AIME 2006 I · 第 14 题

Solution 1

We will use $[...]$ to denote volume (four letters), area (three letters) or length (two letters).

Let $T$ be the top of the tripod, $A,B,C$ are end points of three legs. Let $S$ be the point on $TA$ such that $[TS] = 4$ and $[SA] = 1$. Let $O$ be the center of the base equilateral triangle $ABC$. Let $M$ be the midpoint of segment $BC$. Let $h$ be the distance from $T$ to the triangle $SBC$ ($h$ is what we want to find).

We have the volume ratio $\frac {[TSBC]}{[TABC]} = \frac {[TS]}{[TA]} = \frac {4}{5}$.

So $\frac {h\cdot [SBC]}{[TO]\cdot [ABC]} = \frac {4}{5}$.

We also have the area ratio $\frac {[SBC]}{[ABC]} = \frac {[SM]}{[AM]}$.

The triangle $TOA$ is a $3-4-5$ right triangle so $[AM] = \frac {3}{2}\cdot[AO] = \frac {9}{2}$ and $\cos{\angle{TAO}} = \frac {3}{5}$.

Applying Law of Cosines to the triangle $SAM$ with $[SA] = 1$, $[AM] = \frac {9}{2}$ and $\cos{\angle{SAM}} = \frac {3}{5}$, we find:

$[SM] = \frac {\sqrt {5\cdot317}}{10}.$

Putting it all together, we find $h = \frac {144}{\sqrt {5\cdot317}}$.

$\lfloor 144+\sqrt{5 \cdot 317}\rfloor =144+ \lfloor \sqrt{5 \cdot 317}\rfloor =144+\lfloor \sqrt{1585} \rfloor =144+39=\boxed{183}$.

Solution 2

We note that $AO=3$. From this we can derive that the side length of the equilateral is $3\sqrt{3}$. We now use 3D coordinate geometry.

$$A = (0,0,0)$$ $$B = (3\sqrt{3},0,0)$$ $$C = (\frac{3\sqrt{3}}{2}, \frac{9}{2}, 0)$$ $$T = (\frac{3\sqrt{3}}{2}, \frac{3}{2}, 4)$$ $$S= (\frac{3\sqrt{3}}{10}, \frac{3}{10}, \frac{4}{5})$$ We know three points of plane $SCB$ hence we can write out the equation for the plane. Plane $SCB$ can be expressed as

$$4\sqrt{3}x+4y+39z-36=0.$$ Applying the distance between a point and a plane formula.

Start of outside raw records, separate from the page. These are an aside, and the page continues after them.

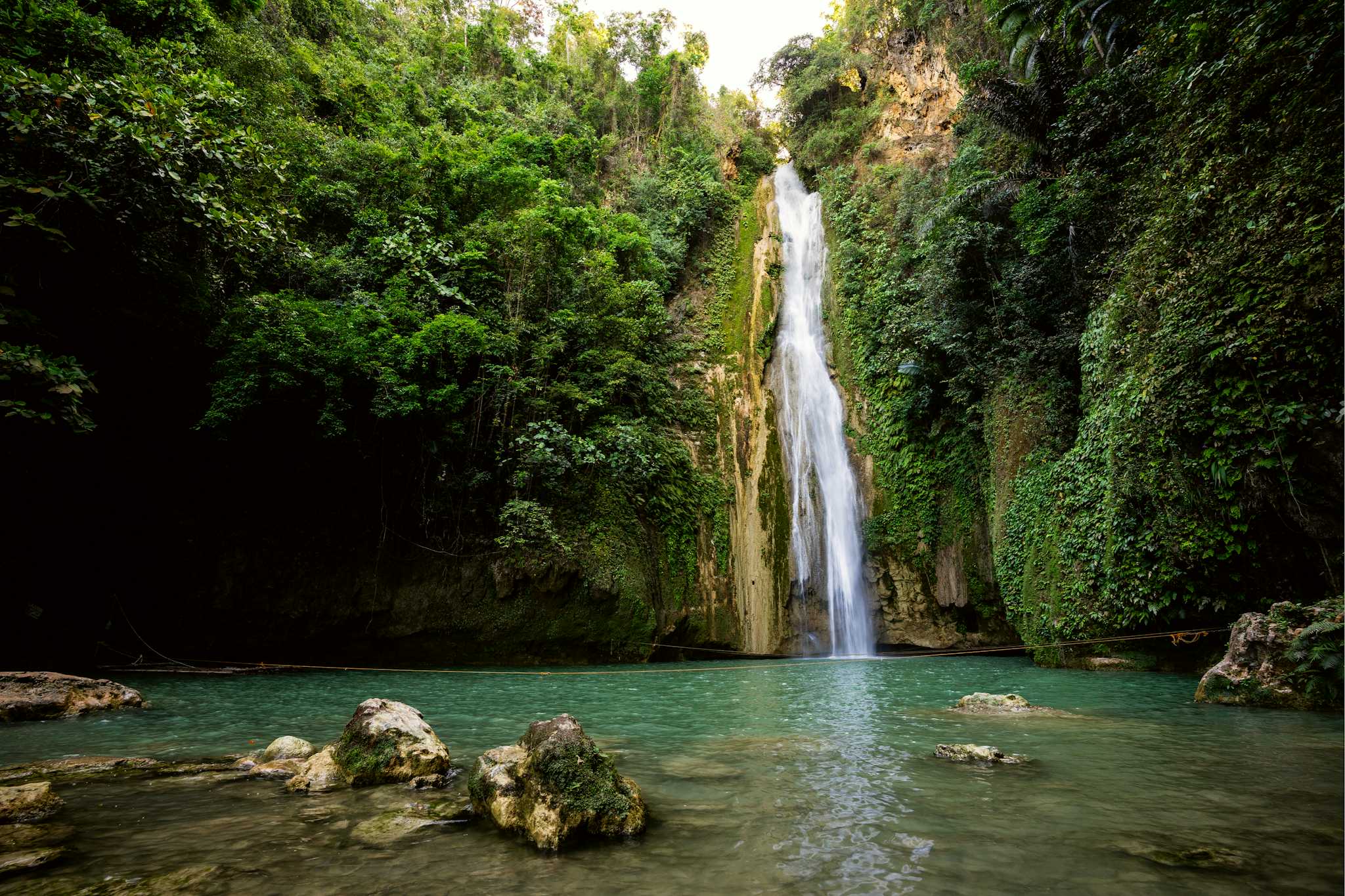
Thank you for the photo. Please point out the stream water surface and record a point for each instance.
(808, 777)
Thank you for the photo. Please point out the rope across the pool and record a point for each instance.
(1178, 637)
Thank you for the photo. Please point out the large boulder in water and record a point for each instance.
(318, 774)
(385, 742)
(51, 695)
(554, 785)
(1262, 664)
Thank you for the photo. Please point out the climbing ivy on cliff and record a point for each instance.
(436, 241)
(1107, 328)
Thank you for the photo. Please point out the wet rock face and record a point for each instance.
(29, 802)
(994, 704)
(975, 754)
(319, 774)
(287, 747)
(554, 786)
(29, 859)
(410, 821)
(50, 695)
(385, 742)
(76, 767)
(389, 742)
(1258, 671)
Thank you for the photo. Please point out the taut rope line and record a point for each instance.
(1178, 637)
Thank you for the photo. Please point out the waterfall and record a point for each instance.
(825, 511)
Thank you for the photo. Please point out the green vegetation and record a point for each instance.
(1106, 323)
(363, 761)
(1319, 652)
(424, 245)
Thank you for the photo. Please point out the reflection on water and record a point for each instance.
(813, 777)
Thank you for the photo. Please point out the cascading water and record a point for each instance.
(825, 513)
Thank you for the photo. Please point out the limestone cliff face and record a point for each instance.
(748, 446)
(916, 127)
(912, 608)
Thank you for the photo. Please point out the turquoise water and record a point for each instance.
(808, 777)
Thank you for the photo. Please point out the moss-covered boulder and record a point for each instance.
(51, 695)
(1289, 657)
(385, 742)
(556, 786)
(977, 756)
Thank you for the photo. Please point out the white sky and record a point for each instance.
(741, 33)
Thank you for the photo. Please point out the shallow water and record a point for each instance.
(811, 777)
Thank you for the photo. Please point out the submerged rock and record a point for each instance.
(1201, 857)
(29, 802)
(414, 819)
(318, 774)
(27, 836)
(1001, 704)
(556, 785)
(78, 766)
(194, 879)
(51, 695)
(1258, 670)
(387, 742)
(984, 756)
(190, 767)
(433, 782)
(30, 859)
(287, 747)
(278, 770)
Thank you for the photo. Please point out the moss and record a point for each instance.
(584, 778)
(365, 761)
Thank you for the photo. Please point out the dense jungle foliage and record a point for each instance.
(1107, 330)
(423, 251)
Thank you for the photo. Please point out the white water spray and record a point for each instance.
(825, 513)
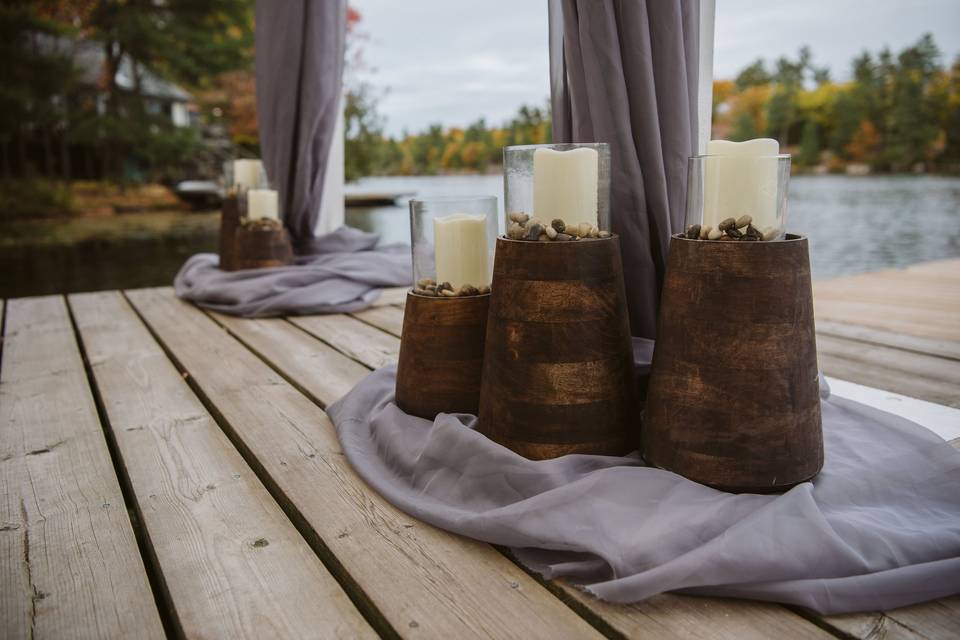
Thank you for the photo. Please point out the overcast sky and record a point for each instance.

$$\frac{ax+by+cz+d}{\sqrt{a^{2}+b^{2}+c^{2}}} = \frac{4\sqrt{3} \cdot \frac{3\sqrt{3}}{2} + 4\cdot \frac{3}{2} + 39 \cdot 4 -36}{\sqrt{(4\sqrt{3})^2+4^2+39^2}} = \frac{144}{\sqrt{1585}}$$ $$\lfloor m+\sqrt{n}\rfloor = \lfloor 144+\sqrt{1585}\rfloor = 183$$ Solution by SimonSun

Solution 3 (Cosine Law & Pythagorean Bash)

Diagram borrowed from Solution 1

Apply Pythagorean Theorem on $\bigtriangleup TOB$ yields

$$BO=\sqrt{TB^2-TO^2}=3$$ Since $\bigtriangleup ABC$ is equilateral, we have $\angle MOB=60^{\circ}$ and

$$BC=2BM=2(OB\sin MOB)=3\sqrt{3}$$ Apply Pythagorean Theorem on $\bigtriangleup TMB$ yields

$$TM=\sqrt{TB^2-BM^2}=\sqrt{5^2-(\frac{3\sqrt{3}}{2})^2}=\frac{\sqrt{73}}{2}$$ Apply Law of Cosines on $\bigtriangleup TBC$ we have

$$BC^2=TB^2+TC^2-2(TB)(TC)\cos BTC$$ $$(3\sqrt{3})^2=5^2+5^2-2(5)^2\cos BTC$$ $$\cos BTC=\frac{23}{50}$$ Apply Law of Cosines on $\bigtriangleup STB$ using the fact that $\angle STB=\angle BTC$ we have

$$SB^2=ST^2+BT^2-2(ST)(BT)\cos STB$$ $$SB=\sqrt{4^2+5^2-2(4)(5)\cos BTC}=\frac{\sqrt{565}}{5}$$ Apply Pythagorean Theorem on $\bigtriangleup BSM$ yields

$$SM=\sqrt{SB^2-BM^2}=\frac{\sqrt{1585}}{10}$$ Let the perpendicular from $T$ hits $SBC$ at $P$. Let $SP=x$ and $PM=\frac{\sqrt{1585}}{10}-x$. Apply Pythagorean Theorem on $TSP$ and $TMP$ we have

$$TP^2=TS^2-SP^2=TM^2-PM^2$$ $$4^2-x^2=(\frac{\sqrt{73}}{2})^2-(\frac{\sqrt{1585}}{10}-x)^2$$ Cancelling out the $x^2$ term and solving gets $x=\frac{181}{2\sqrt{1585}}$.

Finally, by Pythagorean Theorem,

$$TP=\sqrt{TS^2-SP^2}=\frac{144}{\sqrt{1585}}$$ so $\lfloor m+\sqrt{n}\rfloor=\boxed{183}$

~ Nafer